Middles schools face a difficult challenge. Their students are going through what may be the most difficult time in their lives; facing puberty, peer scrutiny, rising academic expectations, and other factors that can overwhelm even the best performers. Middle schools today are looking for new ways to educate in a way that is both appealing and practical. Many institutions are realizing that this means straying from the traditional path that has been laid over the last 50 years. |
This shift in thinking has led to non-traditional subjects, unique assignments, learning opportunities out of the classroom, and other practices that were nearly non-existent 10 or 20 years ago. Sixth, seventh, and eighth graders in the best institutions are now learning about compassion, independent thinking, and entrepreneurship along with math, English, and social studies.

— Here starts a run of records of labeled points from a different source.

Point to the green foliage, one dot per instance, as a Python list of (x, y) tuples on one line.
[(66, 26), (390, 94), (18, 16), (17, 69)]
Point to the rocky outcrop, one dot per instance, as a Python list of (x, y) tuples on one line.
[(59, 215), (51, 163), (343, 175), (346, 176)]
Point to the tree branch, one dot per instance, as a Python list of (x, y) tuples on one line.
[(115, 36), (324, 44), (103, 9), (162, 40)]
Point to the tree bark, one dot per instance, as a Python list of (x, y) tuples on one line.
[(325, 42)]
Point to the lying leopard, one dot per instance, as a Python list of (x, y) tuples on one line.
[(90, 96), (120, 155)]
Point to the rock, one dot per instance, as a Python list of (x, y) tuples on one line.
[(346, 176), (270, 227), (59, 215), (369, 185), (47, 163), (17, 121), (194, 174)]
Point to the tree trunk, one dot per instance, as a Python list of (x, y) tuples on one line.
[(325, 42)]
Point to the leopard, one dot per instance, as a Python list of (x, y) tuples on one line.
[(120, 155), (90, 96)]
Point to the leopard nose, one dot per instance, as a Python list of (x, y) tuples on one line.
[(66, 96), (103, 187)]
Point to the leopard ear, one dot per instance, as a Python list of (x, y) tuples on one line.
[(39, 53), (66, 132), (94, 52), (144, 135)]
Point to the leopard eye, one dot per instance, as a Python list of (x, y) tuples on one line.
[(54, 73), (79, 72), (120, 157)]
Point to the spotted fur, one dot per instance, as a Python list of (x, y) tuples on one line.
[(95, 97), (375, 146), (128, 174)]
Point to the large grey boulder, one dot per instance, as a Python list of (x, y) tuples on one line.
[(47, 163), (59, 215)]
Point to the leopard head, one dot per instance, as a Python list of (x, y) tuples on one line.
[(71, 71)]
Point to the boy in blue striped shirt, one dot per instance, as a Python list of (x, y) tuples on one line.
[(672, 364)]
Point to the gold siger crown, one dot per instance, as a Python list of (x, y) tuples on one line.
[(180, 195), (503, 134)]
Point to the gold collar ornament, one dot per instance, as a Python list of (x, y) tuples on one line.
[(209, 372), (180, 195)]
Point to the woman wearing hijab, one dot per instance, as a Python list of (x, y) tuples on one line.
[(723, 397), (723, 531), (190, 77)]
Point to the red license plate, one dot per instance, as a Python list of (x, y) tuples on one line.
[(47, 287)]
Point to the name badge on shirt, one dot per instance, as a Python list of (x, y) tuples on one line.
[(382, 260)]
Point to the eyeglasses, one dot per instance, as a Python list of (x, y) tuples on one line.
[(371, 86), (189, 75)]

Research shows that these forward-thinking learning environments are paying off in a big way. Districts that place a focus on their middle schools are setting their sixth, seventh, and eighth graders up for success in their high school years. This emerging system is the wave of the future and must be embraced nationwide in order to give young adolescents the tools they need to contribute to a constantly evolving society that is both demanding and increasingly fast-paced.
There are many critical skills that must be explored with this influential age group. Critical thinking skills are essential to long-term success and should be taught from a young age. Innovation and creativity are other non-traditional topics that should be incorporated into classroom learning. Every student must learn about entrepreneurship, business etiquette, and other realities of the business world.
The grown-up world is changing, and middle schools must too. Few adults stay with one company for an entire career, as was the norm for their parents and grandparents. Instead, professionals must be nimble, fast moving, and resourceful. They work hard, and unlike many workers of past generations, they like what they do. Future workers will have the knowledge, freedom, and skills to pursue careers they enjoy, not just anything that comes along. This is a fundamental shift in thinking that adolescents need to grow up understanding and preparing for.
What's exciting about this emerging approach to education in middle schools is that students are being challenged to think in new ways and on a scale that is much bigger than ever before. With a focus on big picture learning, as opposed to textbook education, students are given the chance to develop critical thinking and other important skills that will translate to success later in life. Instead of being intimidated by the challenge, students are responding positively, rising to the occasion, and showing their true potential.